Perovskite: A perovskite material has an ABX3 structure. It is a structure in which different cations A and B, and an anion X are combined in a 1:1:3 ratio. Physical properties vary depending on the atoms or molecules included in each of the sites A, B, and X. In the case of metal halide perovskites which are mainly used in photoelectric devices, metal cations such as organic ammonium (RNH3) or cesium (Cs) are in the A site, and metal cations such as lead (Pb) and tin (Sn) are in the B site. and halogen anions such as chlorine (Cl), bromine (Br), and iodine (I) are located at the X site. It has an excellent color purity and has the advantage of easily controlling the luminous color through the control of constituent elements.
 
Light-Emitting Diodes (LED): A light source that uses the luminescence phenomenon that occurs when voltage is applied to a semiconductor.
 
Exciton: The pair that is formed when electrons and holes are bound to each other by the electrostatic Coulomb force is called an exciton.

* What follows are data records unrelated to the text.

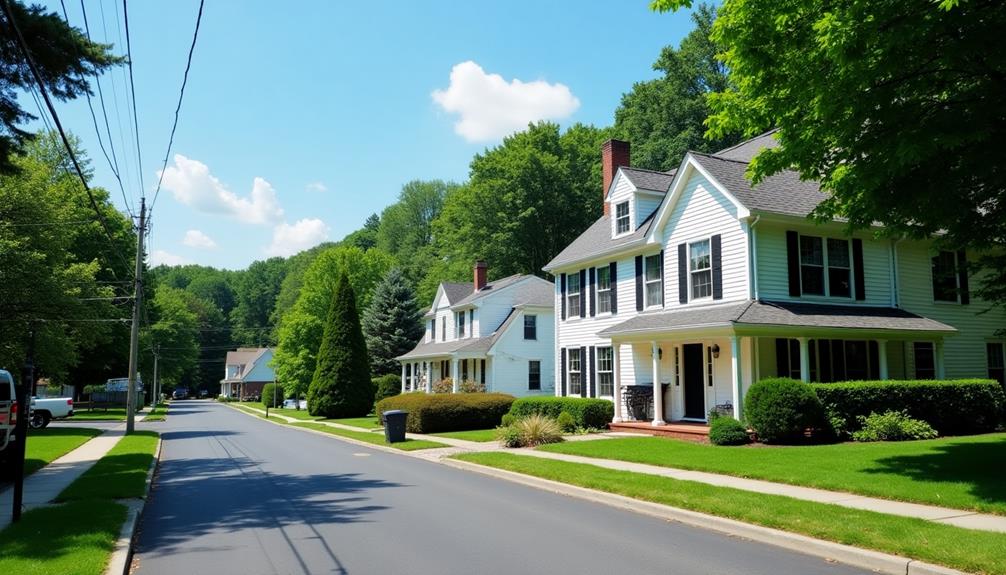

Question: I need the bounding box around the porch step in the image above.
[608,421,709,442]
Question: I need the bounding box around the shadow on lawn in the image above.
[863,436,1006,513]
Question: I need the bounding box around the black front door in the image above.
[684,344,705,419]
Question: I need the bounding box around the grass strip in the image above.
[0,500,126,575]
[290,422,449,451]
[542,433,1006,515]
[455,452,1006,575]
[431,429,496,443]
[56,431,157,501]
[24,427,102,476]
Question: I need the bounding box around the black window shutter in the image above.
[786,231,800,298]
[579,269,586,318]
[559,273,565,320]
[608,261,619,315]
[957,249,971,306]
[678,243,688,304]
[559,347,565,395]
[852,238,866,300]
[709,233,723,300]
[636,255,643,312]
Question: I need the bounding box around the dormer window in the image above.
[615,202,629,235]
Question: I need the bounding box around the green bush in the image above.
[373,373,401,403]
[262,383,287,407]
[744,377,824,443]
[709,415,751,445]
[377,393,514,433]
[813,379,1006,435]
[555,411,576,433]
[852,411,937,441]
[510,396,615,429]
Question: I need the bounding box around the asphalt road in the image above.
[136,401,867,575]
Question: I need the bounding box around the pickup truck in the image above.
[28,397,73,429]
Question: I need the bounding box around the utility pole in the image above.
[126,197,147,435]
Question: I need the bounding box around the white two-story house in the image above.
[545,133,1006,425]
[397,261,555,397]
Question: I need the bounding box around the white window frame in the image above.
[615,200,632,235]
[687,236,712,302]
[595,265,615,316]
[643,253,664,309]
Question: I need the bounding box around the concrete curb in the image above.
[105,436,163,575]
[442,459,966,575]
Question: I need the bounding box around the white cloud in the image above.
[182,229,216,249]
[163,154,283,223]
[432,60,579,142]
[266,218,328,257]
[150,249,192,267]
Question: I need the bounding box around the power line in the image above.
[147,0,204,214]
[3,0,129,273]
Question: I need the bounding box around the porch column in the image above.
[877,340,890,379]
[935,340,947,379]
[797,338,811,382]
[730,336,744,421]
[612,342,623,423]
[650,342,665,425]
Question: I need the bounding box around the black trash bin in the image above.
[384,409,408,443]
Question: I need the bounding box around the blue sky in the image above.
[41,0,691,268]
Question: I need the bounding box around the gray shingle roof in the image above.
[599,300,957,337]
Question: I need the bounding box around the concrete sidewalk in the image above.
[0,410,149,530]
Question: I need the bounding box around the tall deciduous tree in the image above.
[363,267,424,376]
[308,271,374,417]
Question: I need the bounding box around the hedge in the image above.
[510,396,615,429]
[377,393,514,433]
[813,379,1006,435]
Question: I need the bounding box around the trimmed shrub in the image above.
[377,393,514,433]
[852,411,937,441]
[813,379,1006,435]
[510,396,615,429]
[372,373,401,402]
[709,415,751,445]
[744,377,824,443]
[262,383,287,407]
[555,411,576,433]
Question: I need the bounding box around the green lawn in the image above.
[0,500,126,575]
[431,428,496,442]
[56,431,157,501]
[540,433,1006,515]
[24,427,102,475]
[456,454,1006,575]
[290,422,448,451]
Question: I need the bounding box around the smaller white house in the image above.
[397,261,555,397]
[220,348,276,399]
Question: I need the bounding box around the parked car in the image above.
[28,397,73,429]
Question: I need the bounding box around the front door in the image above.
[684,344,705,419]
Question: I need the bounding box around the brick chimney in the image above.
[474,261,489,292]
[601,140,630,215]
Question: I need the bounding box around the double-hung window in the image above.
[598,265,612,314]
[800,235,852,298]
[566,348,583,395]
[688,239,712,300]
[598,348,615,397]
[527,360,541,391]
[615,202,629,235]
[643,254,664,308]
[524,316,538,340]
[566,273,581,318]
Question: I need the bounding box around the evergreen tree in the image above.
[308,271,374,417]
[363,267,424,377]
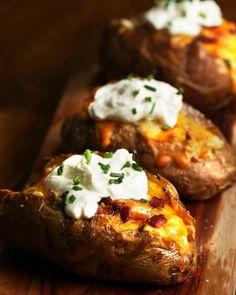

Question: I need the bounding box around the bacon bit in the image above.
[96,121,117,148]
[156,154,172,167]
[120,206,131,222]
[197,35,217,43]
[149,197,165,209]
[130,211,148,220]
[185,130,192,140]
[148,214,167,228]
[97,197,116,215]
[97,204,115,215]
[175,155,189,169]
[99,197,114,206]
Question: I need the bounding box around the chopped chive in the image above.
[146,74,154,81]
[131,108,137,115]
[149,102,156,114]
[132,90,140,97]
[110,172,125,179]
[109,178,123,184]
[126,74,134,81]
[117,88,125,95]
[84,149,92,164]
[161,124,171,131]
[103,152,113,159]
[144,96,152,102]
[68,195,76,204]
[177,87,184,95]
[140,199,148,203]
[98,162,111,174]
[198,11,207,18]
[144,85,157,92]
[57,164,64,175]
[132,163,143,172]
[73,175,80,185]
[121,161,131,170]
[72,185,82,191]
[61,191,69,204]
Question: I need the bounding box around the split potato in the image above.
[61,91,236,200]
[0,156,197,285]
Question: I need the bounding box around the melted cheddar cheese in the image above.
[137,111,224,168]
[110,179,195,254]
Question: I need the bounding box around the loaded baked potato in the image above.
[0,150,197,285]
[100,0,236,111]
[61,77,236,200]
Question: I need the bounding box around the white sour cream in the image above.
[45,149,148,219]
[88,78,183,127]
[144,0,223,36]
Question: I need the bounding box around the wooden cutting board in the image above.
[0,72,236,295]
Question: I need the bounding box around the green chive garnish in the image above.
[121,161,131,170]
[98,162,111,174]
[73,175,80,185]
[109,178,123,184]
[132,90,139,97]
[177,87,184,95]
[146,74,154,81]
[118,88,125,95]
[132,163,143,172]
[68,195,76,204]
[84,150,92,164]
[72,185,82,191]
[109,172,125,184]
[161,124,171,131]
[144,96,152,102]
[57,164,64,175]
[198,11,207,18]
[132,108,137,115]
[103,152,113,159]
[144,85,157,92]
[126,74,134,81]
[149,102,156,114]
[140,199,148,203]
[110,172,125,178]
[61,191,69,204]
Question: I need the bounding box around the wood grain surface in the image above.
[0,0,236,295]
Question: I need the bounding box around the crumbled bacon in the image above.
[149,197,165,209]
[185,130,192,140]
[97,197,116,215]
[120,206,131,222]
[148,214,167,228]
[97,204,114,215]
[198,35,217,43]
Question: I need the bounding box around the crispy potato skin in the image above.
[100,19,236,111]
[61,104,236,200]
[0,169,197,285]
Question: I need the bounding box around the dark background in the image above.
[0,0,236,187]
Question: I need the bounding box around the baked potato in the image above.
[61,82,236,200]
[100,1,236,111]
[0,151,197,285]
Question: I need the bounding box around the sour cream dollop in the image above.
[144,0,223,36]
[88,78,183,127]
[45,149,148,219]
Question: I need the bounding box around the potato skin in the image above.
[0,172,197,285]
[61,104,236,200]
[100,19,236,111]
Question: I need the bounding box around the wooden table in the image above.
[0,0,236,295]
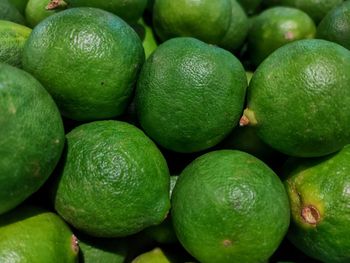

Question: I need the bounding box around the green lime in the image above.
[285,145,350,263]
[66,0,147,23]
[23,7,144,121]
[25,0,67,27]
[240,39,350,157]
[153,0,232,44]
[0,206,79,263]
[131,19,158,58]
[0,64,64,214]
[54,121,170,237]
[135,38,247,152]
[0,0,25,25]
[171,150,290,263]
[8,0,28,15]
[237,0,262,15]
[144,175,179,244]
[78,234,127,263]
[317,1,350,49]
[131,247,171,263]
[247,6,316,66]
[262,0,343,24]
[0,20,32,68]
[219,0,249,51]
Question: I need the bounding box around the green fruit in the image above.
[0,206,79,263]
[171,150,290,263]
[25,0,67,27]
[285,145,350,263]
[221,126,277,162]
[219,0,249,51]
[263,0,343,24]
[0,64,64,214]
[144,175,179,244]
[131,19,158,58]
[0,0,25,25]
[237,0,262,15]
[8,0,28,15]
[240,40,350,157]
[78,234,127,263]
[135,38,247,152]
[153,0,232,44]
[247,6,316,66]
[0,20,32,67]
[66,0,147,23]
[317,1,350,49]
[54,121,170,237]
[23,7,144,121]
[131,248,171,263]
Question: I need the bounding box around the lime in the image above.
[23,7,144,121]
[54,121,170,237]
[0,64,64,216]
[241,39,350,157]
[135,38,247,152]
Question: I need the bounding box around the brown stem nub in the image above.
[72,235,79,254]
[239,115,249,127]
[301,205,321,225]
[46,0,67,10]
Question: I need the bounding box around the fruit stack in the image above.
[0,0,350,263]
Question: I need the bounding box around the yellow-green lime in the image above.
[131,247,171,263]
[25,0,67,28]
[0,20,32,67]
[0,206,79,263]
[54,121,170,237]
[240,39,350,157]
[77,234,127,263]
[171,150,290,263]
[135,38,247,152]
[23,7,144,121]
[285,145,350,263]
[247,6,316,66]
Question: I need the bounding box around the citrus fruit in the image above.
[131,19,158,58]
[171,150,290,263]
[153,0,232,44]
[0,0,25,24]
[285,145,350,262]
[0,20,32,67]
[248,6,316,66]
[25,0,67,27]
[144,175,179,244]
[237,0,261,15]
[8,0,28,15]
[219,0,249,51]
[0,64,64,214]
[78,234,127,263]
[23,7,144,121]
[263,0,343,24]
[135,38,247,152]
[240,39,350,157]
[131,247,171,263]
[0,206,79,263]
[54,121,170,237]
[317,1,350,49]
[66,0,147,23]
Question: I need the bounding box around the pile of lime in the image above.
[0,0,350,263]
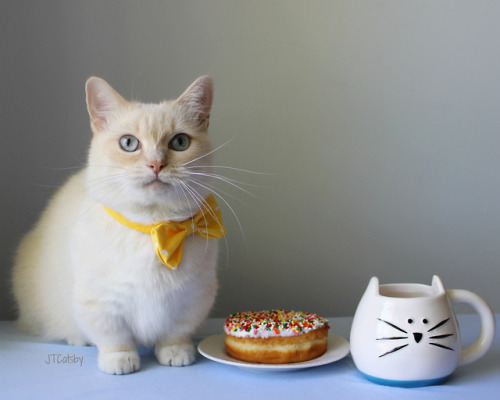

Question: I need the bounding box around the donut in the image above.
[224,309,330,364]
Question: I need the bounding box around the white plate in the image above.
[198,333,349,372]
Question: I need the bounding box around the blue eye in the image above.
[168,133,191,151]
[120,135,139,152]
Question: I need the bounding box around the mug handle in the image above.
[446,289,496,366]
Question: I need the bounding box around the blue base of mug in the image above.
[361,372,450,388]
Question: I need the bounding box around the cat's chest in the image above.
[70,200,206,286]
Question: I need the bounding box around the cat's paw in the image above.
[98,350,141,375]
[155,343,196,367]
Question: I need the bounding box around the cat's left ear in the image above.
[85,76,127,133]
[177,75,214,130]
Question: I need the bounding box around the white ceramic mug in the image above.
[350,276,495,387]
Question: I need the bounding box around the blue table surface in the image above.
[0,314,500,400]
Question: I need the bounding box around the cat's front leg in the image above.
[79,301,141,375]
[155,338,196,367]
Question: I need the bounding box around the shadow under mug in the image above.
[350,276,495,387]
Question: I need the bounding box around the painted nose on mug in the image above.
[351,276,495,387]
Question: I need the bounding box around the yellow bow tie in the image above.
[104,195,226,270]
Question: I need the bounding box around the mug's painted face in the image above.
[375,317,455,358]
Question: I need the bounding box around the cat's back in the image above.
[13,171,86,333]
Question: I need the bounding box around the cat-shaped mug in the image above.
[350,276,495,387]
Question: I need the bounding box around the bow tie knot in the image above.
[105,195,226,270]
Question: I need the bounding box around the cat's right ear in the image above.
[85,76,127,133]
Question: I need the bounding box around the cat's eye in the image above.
[168,133,191,151]
[120,135,139,152]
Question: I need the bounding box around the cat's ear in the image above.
[85,76,127,133]
[177,76,214,130]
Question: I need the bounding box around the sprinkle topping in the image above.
[224,310,330,338]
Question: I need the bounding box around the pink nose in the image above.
[148,160,166,176]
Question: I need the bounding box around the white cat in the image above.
[13,76,225,374]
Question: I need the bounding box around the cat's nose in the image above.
[148,160,166,176]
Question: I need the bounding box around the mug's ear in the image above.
[177,75,214,130]
[432,275,446,294]
[365,276,380,296]
[85,76,127,133]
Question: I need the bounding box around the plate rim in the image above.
[197,332,350,372]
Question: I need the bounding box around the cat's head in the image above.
[86,76,213,222]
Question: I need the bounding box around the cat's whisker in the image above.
[181,136,236,167]
[179,180,229,265]
[175,180,212,254]
[185,178,256,207]
[188,179,247,245]
[186,165,271,175]
[188,172,257,197]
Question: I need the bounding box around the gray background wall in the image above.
[0,0,500,319]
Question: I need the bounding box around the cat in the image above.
[13,76,224,374]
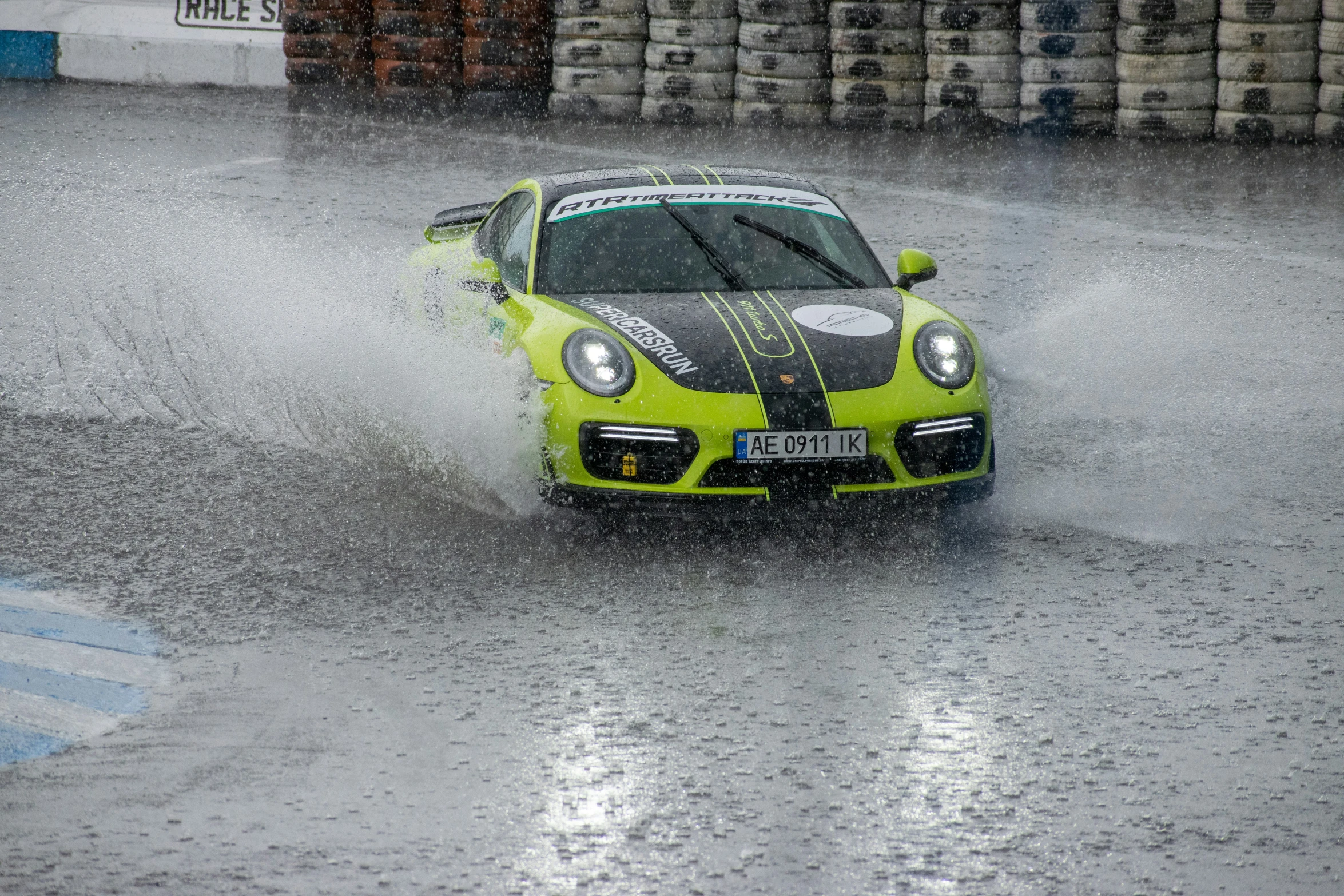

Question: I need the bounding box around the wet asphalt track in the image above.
[0,85,1344,895]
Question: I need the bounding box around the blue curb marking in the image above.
[0,660,149,715]
[0,603,158,657]
[0,31,57,81]
[0,722,70,766]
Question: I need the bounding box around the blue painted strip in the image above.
[0,722,70,766]
[0,31,57,81]
[0,603,158,657]
[0,660,149,715]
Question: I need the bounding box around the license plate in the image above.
[733,430,868,461]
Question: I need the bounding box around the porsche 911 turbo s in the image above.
[410,165,995,509]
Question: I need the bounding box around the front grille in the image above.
[579,423,700,485]
[896,414,985,480]
[700,454,896,492]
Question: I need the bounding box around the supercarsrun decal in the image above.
[546,184,847,224]
[574,297,700,373]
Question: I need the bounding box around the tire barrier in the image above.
[465,0,543,101]
[733,0,830,128]
[1313,0,1344,142]
[923,0,1021,129]
[1116,0,1218,140]
[1214,0,1321,141]
[548,0,649,121]
[1017,0,1116,134]
[640,0,738,124]
[371,0,462,101]
[281,0,373,86]
[826,1,928,129]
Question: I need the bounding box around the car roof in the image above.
[536,165,825,214]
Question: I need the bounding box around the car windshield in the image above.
[536,200,891,296]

When electrons and holes combine with excitons, light is emitted. In order to increase the light-emitting efficiency of the luminous body, it is important to implement high exciton binding energy and to prevent the excitons in the luminous body from dissociating by removing defects that exist around them.
 
Defect: The energy level in the bandgap that occurs due to the loss of atoms in the regular crystal structure within a material. If there is a corresponding level, the electrons cannot recombine with the holes and are trapped in the corresponding level, thereby reducing the luminous efficiency of the luminous device. Therefore, in order to have a luminous device with high light-emitting efficiency, it is necessary to prevent the formation of defects and control the formed defects.
 
External Quantum Efficiency (EQE): One of the representative efficiencies that indicate the performance of a light-emitting device. It is measured as the ratio of photons emitted to the number of injected electrons. The unit is %.
 
Current Efficiency: One of the representative efficiencies that indicate the performance of a light-emitting device. It is expressed as a device's luminance compared to its applied current density. The unit is cd/A.